Doniger writes warmly of Obama’s personal involvement in forging the agreement and rescuing the conference from collapse. Brazil’s President Lula commented that it was unlike the kind of discussions that Heads of State normally have, and reminded him of his days as a trade union negotiator. I have read some accounts of the events which suggest that Obama showed little concern for climate change and was revealed as just another political leader manoeuvering to preserve the perceived interests of his own country ahead of those of the global community. It would be deeply disappointing if that were the case. Earlier this year I read both of Obama’s books, Dreams From My Father and The Audacity of Hope, as well as the collection of his election policies and speeches in Change We Can Believe In, and felt they represented an authentic and decent commitment to human welfare. I have written positively on Hot Topic several times about his unequivocal statements on climate change and the measures his administration has already begun to take to address it. “The science is beyond dispute and the facts are clear. Now is the time to confront this challenge once and for all.” I certainly don’t want to hastily credit the possibility that this has all been shown up as nothing more than hot air.

Back to Doniger, who addresses some of the concerns he has seen expressed about the Accord.

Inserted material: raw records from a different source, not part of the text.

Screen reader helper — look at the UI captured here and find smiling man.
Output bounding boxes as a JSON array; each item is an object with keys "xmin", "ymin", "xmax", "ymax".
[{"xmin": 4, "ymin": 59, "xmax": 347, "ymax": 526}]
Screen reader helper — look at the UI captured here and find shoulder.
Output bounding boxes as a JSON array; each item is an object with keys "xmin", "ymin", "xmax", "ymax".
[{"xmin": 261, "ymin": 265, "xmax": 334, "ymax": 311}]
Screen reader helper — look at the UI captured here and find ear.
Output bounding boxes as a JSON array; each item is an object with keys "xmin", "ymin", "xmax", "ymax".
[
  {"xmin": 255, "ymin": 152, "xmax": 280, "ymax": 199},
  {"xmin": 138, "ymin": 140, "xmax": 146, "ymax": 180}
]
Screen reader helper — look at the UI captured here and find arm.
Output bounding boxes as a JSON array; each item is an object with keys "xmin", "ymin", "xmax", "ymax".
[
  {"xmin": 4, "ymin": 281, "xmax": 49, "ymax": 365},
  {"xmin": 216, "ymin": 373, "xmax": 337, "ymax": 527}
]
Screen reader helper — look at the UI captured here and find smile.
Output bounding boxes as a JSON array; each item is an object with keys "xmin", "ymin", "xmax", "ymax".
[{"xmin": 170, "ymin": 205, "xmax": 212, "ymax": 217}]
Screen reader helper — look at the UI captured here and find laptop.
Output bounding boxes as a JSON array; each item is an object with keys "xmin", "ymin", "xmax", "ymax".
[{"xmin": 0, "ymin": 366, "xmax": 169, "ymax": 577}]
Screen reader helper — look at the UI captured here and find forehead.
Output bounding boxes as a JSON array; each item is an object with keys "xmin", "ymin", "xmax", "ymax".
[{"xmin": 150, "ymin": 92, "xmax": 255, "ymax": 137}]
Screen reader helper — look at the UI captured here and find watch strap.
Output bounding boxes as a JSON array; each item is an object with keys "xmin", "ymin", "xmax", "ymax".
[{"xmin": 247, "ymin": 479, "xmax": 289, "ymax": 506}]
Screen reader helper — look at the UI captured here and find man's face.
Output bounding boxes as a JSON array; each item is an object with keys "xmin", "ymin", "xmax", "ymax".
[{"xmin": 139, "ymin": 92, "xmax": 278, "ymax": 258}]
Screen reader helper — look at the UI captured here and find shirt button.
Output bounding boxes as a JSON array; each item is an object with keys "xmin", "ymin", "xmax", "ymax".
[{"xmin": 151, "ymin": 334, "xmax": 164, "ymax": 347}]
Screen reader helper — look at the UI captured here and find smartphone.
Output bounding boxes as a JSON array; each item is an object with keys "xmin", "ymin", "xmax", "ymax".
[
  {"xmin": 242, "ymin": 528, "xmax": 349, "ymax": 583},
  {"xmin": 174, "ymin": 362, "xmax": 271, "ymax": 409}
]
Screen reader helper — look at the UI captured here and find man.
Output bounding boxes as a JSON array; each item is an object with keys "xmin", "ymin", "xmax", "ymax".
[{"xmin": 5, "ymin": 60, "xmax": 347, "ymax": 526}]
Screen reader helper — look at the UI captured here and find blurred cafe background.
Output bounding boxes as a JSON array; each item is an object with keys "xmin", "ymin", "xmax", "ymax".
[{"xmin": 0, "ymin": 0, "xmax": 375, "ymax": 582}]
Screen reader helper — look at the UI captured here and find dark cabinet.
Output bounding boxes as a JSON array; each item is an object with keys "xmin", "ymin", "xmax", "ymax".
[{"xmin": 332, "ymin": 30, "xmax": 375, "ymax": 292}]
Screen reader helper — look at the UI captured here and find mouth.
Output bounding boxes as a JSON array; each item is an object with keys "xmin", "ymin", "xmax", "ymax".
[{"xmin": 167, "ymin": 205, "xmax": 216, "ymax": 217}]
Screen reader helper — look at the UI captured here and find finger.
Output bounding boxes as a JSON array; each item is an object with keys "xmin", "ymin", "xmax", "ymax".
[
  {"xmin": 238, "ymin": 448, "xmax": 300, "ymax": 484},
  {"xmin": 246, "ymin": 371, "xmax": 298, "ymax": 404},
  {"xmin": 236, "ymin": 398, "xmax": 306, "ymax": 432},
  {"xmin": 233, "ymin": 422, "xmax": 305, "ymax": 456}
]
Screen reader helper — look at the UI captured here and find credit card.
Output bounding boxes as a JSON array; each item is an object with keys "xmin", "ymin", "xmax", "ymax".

First is the argument that the Accord isn’t enough to keep us under 2 degrees. He concedes that the agreement is not in itself ambitious enough to achieve that, but points out that Obama was quite candid that it is only a first step. Doniger thinks a significant one:

The real goal going into Copenhagen was to get the U.S., China, and the other fast-growing developing countries to take their first steps to curb their emissions.  That goal was achieved.  And that was no mean feat.

A second expressed concern is that emission cuts aren’t specified. In reply Doniger points to the open enrollment period through to the end of January which allows countries to record their emission reduction commitments. He considers that a year ago the targets and policy announcements on offer today from big developing countries would have been unthinkable. The Accord creates a dynamic situation, with the potential for a virtuous circle of countries reinforcing their commitments over time in response to similar moves by others.

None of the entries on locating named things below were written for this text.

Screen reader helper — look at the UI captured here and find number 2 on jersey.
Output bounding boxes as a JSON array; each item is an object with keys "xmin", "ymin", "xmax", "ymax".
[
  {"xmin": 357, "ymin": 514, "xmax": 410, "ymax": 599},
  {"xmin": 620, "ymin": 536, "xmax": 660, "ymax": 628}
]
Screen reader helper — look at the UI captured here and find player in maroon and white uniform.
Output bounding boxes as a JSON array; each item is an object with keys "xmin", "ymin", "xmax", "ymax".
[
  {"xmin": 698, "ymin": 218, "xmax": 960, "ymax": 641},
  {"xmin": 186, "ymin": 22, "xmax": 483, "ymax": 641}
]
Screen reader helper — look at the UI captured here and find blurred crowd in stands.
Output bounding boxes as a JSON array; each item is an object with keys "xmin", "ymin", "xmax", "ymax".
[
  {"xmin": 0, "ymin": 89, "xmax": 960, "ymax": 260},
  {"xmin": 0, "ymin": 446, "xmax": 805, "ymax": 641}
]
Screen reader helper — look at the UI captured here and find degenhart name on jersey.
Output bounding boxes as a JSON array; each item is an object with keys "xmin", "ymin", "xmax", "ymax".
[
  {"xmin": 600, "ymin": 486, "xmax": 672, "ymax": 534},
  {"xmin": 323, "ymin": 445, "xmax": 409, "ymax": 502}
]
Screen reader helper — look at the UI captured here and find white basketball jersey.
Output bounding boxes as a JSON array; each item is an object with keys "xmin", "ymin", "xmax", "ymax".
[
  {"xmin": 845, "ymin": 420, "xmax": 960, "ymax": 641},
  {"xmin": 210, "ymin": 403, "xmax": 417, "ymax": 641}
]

In reply to the objection that the commitments aren’t legally binding, Doniger replies that the Accord sidestepped “legally binding” in favour of action commitments from both the big developing countries and the U.S.  Otherwise there was unlikely to have been an agreement. And there are other ways of getting there:

If countries can be bound by a web of interests and economic forces to make and follow through on commitments, that will mean more than any legalistic formulation of their duties.

In response to the objection that the Accord threatens the future of the UN Framework Convention on Climate Change, Doniger points to the limitations of the Conference of the Parties in requiring consensus of all 193 countries – a requirement which finally resulted in the Conference agreeing to “take note” of the Accord rather than adopt it, because of the continuing opposition of Venezuela, Bolivia, Cuba, Nicaragua, and the Sudan.

Doniger expects the government of the new Accord is likely to depend in part on the Major Economies Forum on Energy and Climate. Gareth noted in his Copenhagen post that the mix of this organisation covers just about all the necessary bases.  This doesn’t mean the UNFCCC will necessarily have no function, as Doniger sees it, but it will need to find ways of working which do not leave it open to rogue obstructionists and it will need to embrace the new agreement wholeheartedly.

Finally Doniger addresses the claim that the Accord won’t move the Senate.  It will:

[It] delivers the two principal things that swing Senators have demanded from the international process:  meaningful commitments to reducing the emissions of key developing countries, and a transparent framework for evaluating their performance against those commitments.

Political disappointments are not hard to find in the issue of climate change. I’m willing to hope that the kind of analysis of the Accord that Doniger and others offer proves to have some substance.